La première révolution industrielle (xixe siècle) s’est essentiellement centrée sur la capitale et sur les espaces de production situés à proximité des gisements de matières premières (bassins houillers, etc.). Le Nord-Pas-de-Calais et la Lorraine ont ainsi connu un développement privilégié (urbanisation, industries lourdes, extraction minière, etc.). Des pôles isolés ont également bénéficié d’une forte croissance : l’agglomération lyonnaise (industrie textile traditionnelle, secteur bancaire), les bassins houillers situés à la périphérie du Massif central (bassin du Creusot, d’Albi-Carmaux, etc.) et les ports de l’Atlantique et de la Méditerranée, grâce au commerce colonial (Bordeaux, Marseille, Nantes, etc.). La deuxième révolution industrielle (xxe siècle) a encore renforcé le poids économique des régions urbanisées et industrialisées de la France du Nord et de l’Est, et plus particulièrement la suprématie de la région parisienne.

La révolution industrielle du 20ème siècle


À partir des années 1960, la révolution des transports a entraîné un « glissement » des industries lourdes (développement de la « sidérurgie sur l’eau ») vers les fleuves (axe de la basse Seine ; Rhône moyen à la hauteur de Lyon) et vers la mer, avec la construction de vastes complexes pétroliers et industrialo-portuaires dans les ports d’importation de matières premières (Dunkerque, Fos-sur-Mer, Saint-Nazaire, Le Havre-Antifer). Parallèlement, la révolution de l’agriculture a favorisé l’émergence de nouvelles grandes régions agricoles (Bretagne, Champagne crayeuse, Aquitaine).

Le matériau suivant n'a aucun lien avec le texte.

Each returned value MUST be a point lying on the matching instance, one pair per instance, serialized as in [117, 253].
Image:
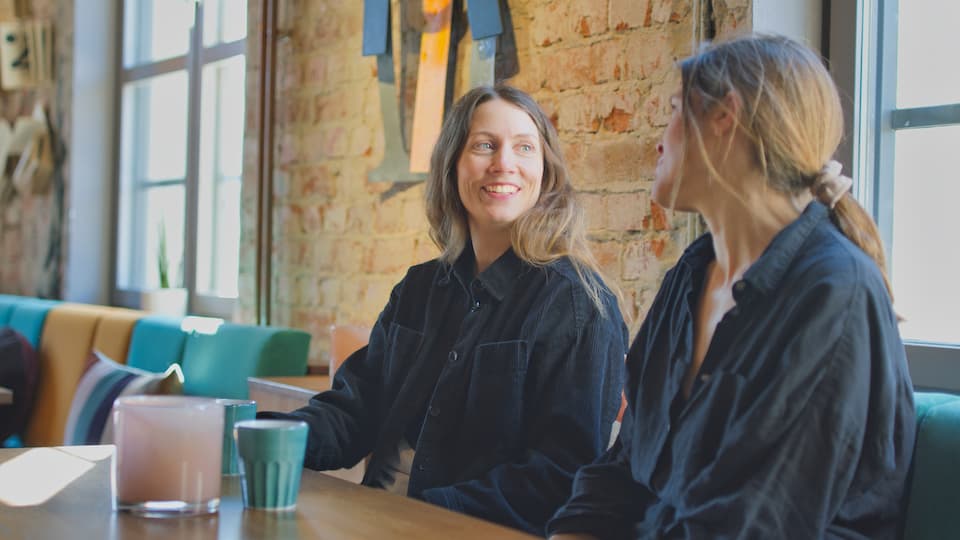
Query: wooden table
[64, 492]
[285, 394]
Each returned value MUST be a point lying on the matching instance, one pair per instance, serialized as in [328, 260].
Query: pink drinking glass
[169, 452]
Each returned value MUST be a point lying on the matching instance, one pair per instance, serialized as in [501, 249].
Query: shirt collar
[497, 279]
[764, 274]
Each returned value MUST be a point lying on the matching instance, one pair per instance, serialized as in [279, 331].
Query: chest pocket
[402, 345]
[494, 404]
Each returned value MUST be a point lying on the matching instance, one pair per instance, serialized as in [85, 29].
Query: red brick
[391, 255]
[625, 211]
[315, 181]
[611, 161]
[625, 14]
[547, 27]
[577, 67]
[595, 210]
[608, 257]
[350, 256]
[646, 53]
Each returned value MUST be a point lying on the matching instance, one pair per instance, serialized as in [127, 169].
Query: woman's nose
[504, 160]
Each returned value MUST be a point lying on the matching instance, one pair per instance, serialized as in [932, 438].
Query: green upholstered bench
[26, 315]
[219, 363]
[933, 498]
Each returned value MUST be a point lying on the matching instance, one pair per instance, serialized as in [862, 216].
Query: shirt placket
[441, 411]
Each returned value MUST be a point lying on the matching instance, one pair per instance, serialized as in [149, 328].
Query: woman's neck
[488, 247]
[743, 226]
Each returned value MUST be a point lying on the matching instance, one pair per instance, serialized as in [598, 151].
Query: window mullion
[883, 159]
[194, 89]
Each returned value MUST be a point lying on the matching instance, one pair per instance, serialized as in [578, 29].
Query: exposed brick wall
[29, 222]
[602, 69]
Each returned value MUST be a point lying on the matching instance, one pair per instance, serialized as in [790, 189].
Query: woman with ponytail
[768, 393]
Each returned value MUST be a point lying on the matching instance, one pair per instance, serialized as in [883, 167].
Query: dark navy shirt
[505, 383]
[800, 423]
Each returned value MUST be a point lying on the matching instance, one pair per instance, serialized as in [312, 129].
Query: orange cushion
[69, 334]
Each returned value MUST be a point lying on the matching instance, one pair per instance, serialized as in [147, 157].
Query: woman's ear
[723, 115]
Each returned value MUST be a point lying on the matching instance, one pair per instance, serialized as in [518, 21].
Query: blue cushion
[7, 303]
[156, 343]
[102, 383]
[932, 508]
[28, 317]
[218, 364]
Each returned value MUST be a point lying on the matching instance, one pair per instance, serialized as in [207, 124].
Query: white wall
[798, 19]
[91, 158]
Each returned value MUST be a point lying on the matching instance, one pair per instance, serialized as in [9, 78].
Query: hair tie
[830, 186]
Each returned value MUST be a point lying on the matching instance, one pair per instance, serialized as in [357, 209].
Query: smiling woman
[498, 175]
[494, 371]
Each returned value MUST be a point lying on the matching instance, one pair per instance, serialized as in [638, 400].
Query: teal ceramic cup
[271, 461]
[234, 410]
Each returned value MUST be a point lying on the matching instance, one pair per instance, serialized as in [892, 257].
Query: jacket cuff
[599, 526]
[443, 496]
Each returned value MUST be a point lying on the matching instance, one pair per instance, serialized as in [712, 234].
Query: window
[906, 160]
[182, 82]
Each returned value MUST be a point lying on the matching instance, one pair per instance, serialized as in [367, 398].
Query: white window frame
[862, 52]
[197, 57]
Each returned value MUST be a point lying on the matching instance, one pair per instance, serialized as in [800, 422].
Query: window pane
[155, 212]
[156, 30]
[924, 271]
[926, 31]
[221, 160]
[152, 171]
[162, 114]
[224, 21]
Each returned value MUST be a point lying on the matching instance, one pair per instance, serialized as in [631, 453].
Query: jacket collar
[768, 270]
[497, 279]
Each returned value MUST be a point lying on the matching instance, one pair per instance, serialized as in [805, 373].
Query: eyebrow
[494, 135]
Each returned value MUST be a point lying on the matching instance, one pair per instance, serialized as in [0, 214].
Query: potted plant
[165, 300]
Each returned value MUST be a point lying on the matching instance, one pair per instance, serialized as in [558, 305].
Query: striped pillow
[104, 381]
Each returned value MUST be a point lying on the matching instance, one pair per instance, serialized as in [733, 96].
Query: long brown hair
[791, 112]
[552, 229]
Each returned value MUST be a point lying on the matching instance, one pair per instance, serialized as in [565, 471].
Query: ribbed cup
[234, 410]
[271, 461]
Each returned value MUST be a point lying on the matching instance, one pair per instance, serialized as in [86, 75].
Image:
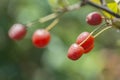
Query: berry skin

L'aménagement du territoire


C’est également à cette époque que les pouvoirs publics décident de lancer une ambitieuse politique d’aménagement du territoire afin de pallier le déséquilibre démographique et économique opposant la région parisienne au reste du territoire — on oppose alors la capitale, qui concentre l’essentiel des infrastructures, à la province, qui constitue ce que l’on a appelé le « désert français ». Cette politique, amorcée notamment en 1982, repose essentiellement sur la décentralisation d’une partie des pouvoirs politiques et administratifs de la capitale, sur une déconcentration des industries de main-d’œuvre parisiennes (automobile, électroménager, etc.) en faveur notamment des villes de l’Ouest (Rennes, Caen), sur la sélection de huit métropoles dites « d’équilibre » (Lille, Nancy, Strasbourg, Lyon, Marseille, Toulouse, Bordeaux, Nantes) dont les équipements et les fonctions sont renforcés pour tenter de contrebalancer l’attraction de la capitale, sur la reconversion des vieilles régions industrielles frappées par la crise et enfin sur une politique de grands aménagements régionaux à vocation agricole, touristique (littoral languedocien et aquitain) et industrialo-portuaire, confiés à des sociétés mixtes (CNABRL, Compagnie nationale d’aménagement du Bas-Rhône-Languedoc ; CACG, Compagnie d’aménagement des coteaux de Gascogne ; SOMIVAL, Société pour la mise en valeur de la région Auvergne-Limousin, etc.).

Cette démarche volontariste de décentralisation a donné naissance à des collectivités territoriales dotées de responsabilités, de compétences et de budgets propres. En octobre 2002, sous l’impulsion du gouvernement Raffarin, est lancé le projet dit de « République décentralisée », qui a pour objectif d’accroître les pouvoirs réglementaires reconnus aux collectivités territoriales.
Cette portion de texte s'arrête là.